Wednesday, December 15, 2010
That's a Wrap.
I finally got away from my stove and back to the studio where I stumbled on this pastel in it's primary state of finish lying on the floor. It needed a tad more deelopment--even though I had sprayed it with fixative a few days ago. I took it back to the bar--my watercolor, pastel, graphite, colored pencil drawing station,(and Honey's source of irritation since my stuff has spilled out of the confines of the studio into his space)and lit into it again. This time paying no attention to the reference photo. When nothing more occurred to me to do, I was done--it was done.
Pastels are a wonderful sketching medium. They're fast. No mixing of colors to get a color. That goes on on the support. I like them as much as I like water soluble markers. But they are dirtier--lots of chalk dust on clothes, on the bar counter top, on hands--and they don't travel very well. The direct approach and speed they allow makes up for the shortcomings. The attributes allow for spontaneous response to the subject, a mindless, right-on link to whatever emotions the subject conjures up.
When I say mindless, I don't mean like duh. The years of doing, laboring and learning have been absorbed and have become part of you. With a piece of chalk in hand, you just respond to what you see. You can get the same spontaneous action with charcoal, markers, graphite sticks, conte crayons, Crayola crayons with no drying time outs.

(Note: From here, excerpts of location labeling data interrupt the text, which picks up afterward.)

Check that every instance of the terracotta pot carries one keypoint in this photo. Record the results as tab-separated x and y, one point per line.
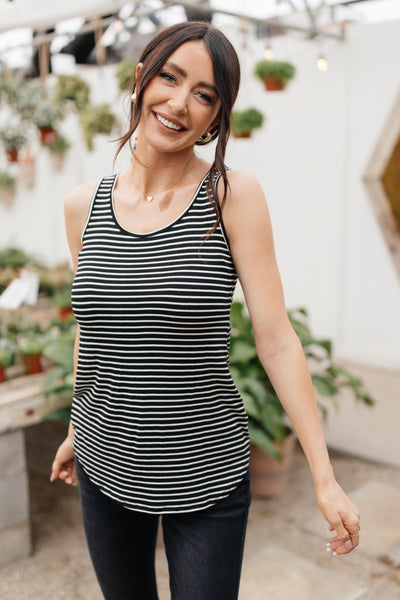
32	363
269	477
12	154
48	136
274	84
244	134
64	313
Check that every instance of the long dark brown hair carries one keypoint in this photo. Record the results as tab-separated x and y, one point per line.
227	78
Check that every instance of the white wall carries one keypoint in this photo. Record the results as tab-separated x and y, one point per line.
309	157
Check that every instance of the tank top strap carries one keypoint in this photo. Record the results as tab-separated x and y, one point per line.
101	199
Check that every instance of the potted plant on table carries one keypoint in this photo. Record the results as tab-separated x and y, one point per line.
30	348
57	152
60	379
71	88
45	117
272	440
243	122
97	119
274	74
6	358
7	188
62	299
13	138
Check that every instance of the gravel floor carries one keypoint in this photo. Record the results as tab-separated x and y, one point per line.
60	569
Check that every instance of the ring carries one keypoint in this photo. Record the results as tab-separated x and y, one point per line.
349	535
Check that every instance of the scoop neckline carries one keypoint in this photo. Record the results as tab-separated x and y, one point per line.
160	229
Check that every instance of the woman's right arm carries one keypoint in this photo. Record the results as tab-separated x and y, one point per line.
76	210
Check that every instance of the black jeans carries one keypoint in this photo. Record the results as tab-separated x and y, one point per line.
204	549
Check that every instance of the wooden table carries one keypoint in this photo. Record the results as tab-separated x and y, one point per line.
22	403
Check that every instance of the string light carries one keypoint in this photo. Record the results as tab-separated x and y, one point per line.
118	25
268	53
322	63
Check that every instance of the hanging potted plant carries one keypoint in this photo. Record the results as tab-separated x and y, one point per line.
274	74
97	119
7	188
57	152
31	349
45	117
243	122
13	138
272	440
71	88
125	73
26	170
6	357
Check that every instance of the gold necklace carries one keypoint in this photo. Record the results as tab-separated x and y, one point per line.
149	197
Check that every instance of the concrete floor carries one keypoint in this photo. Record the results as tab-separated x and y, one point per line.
285	556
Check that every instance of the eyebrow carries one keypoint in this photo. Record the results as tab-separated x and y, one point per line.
184	74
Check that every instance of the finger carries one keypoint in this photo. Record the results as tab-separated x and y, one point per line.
344	544
55	470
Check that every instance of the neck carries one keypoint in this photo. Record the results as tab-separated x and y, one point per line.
154	171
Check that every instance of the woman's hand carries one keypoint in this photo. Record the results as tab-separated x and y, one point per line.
64	463
342	516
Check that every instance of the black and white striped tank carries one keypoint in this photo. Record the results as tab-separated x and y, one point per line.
159	424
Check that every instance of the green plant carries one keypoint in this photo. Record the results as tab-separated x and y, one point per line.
95	120
54	278
281	70
7	182
60	379
31	344
266	415
13	136
62	298
60	146
6	357
125	73
72	88
244	121
46	115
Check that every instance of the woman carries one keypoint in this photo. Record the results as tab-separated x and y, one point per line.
157	425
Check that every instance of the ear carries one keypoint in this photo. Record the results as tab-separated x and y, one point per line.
138	69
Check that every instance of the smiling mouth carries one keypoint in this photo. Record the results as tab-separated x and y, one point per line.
168	123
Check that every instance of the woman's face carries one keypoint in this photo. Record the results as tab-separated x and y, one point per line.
180	103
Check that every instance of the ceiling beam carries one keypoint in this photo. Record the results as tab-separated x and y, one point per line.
259	21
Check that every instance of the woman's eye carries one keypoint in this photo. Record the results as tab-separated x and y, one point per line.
167	77
205	97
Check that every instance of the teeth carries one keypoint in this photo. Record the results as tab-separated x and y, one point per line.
168	123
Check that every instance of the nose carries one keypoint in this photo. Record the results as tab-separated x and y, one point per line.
179	100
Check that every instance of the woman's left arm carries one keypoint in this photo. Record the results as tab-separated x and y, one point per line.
248	227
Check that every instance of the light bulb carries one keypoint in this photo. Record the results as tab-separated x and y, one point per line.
268	53
118	25
322	63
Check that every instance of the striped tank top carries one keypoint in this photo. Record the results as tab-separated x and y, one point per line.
159	424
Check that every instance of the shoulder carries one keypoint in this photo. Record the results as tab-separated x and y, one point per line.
77	201
245	203
241	181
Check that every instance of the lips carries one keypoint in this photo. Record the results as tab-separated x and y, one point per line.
169	123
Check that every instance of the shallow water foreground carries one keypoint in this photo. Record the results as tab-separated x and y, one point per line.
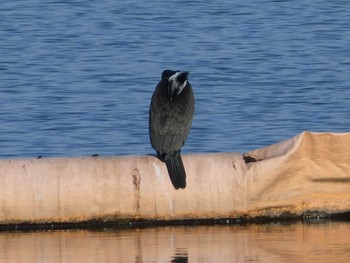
298	242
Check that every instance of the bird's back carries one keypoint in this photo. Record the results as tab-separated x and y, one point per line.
170	120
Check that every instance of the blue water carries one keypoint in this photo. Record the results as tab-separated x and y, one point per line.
76	77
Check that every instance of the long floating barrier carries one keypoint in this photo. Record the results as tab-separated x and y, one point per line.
307	173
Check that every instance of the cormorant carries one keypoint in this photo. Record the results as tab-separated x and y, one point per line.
170	119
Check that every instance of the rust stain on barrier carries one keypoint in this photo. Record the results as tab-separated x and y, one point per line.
136	179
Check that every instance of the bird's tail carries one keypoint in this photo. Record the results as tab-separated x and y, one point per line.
176	170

The drawing sessions are easy going, but feverish too--just you, the chalk, the paper; all are one. The drawing session is a totally automatic affair with the best results: The finished product is always much more lively than longer, slower more calculated drawings. There's nothing static about it. There's motion and emotion in every stroke. These kinds of paintings are called action paintings and I do love the action. But there's a time to stop and call it a wrap. With my action drawings, it's usually after two sessions with some degree of separation in between.
Late Fall Woods, pastel on medium textured Strathmore drawing paper, 14 x 17, had it's final finish. I signed it and went frame shopping. I like the effect of the gold brushed bamboo. What do you think should the frame compliment the painting or the furnishings of the home it will decorate?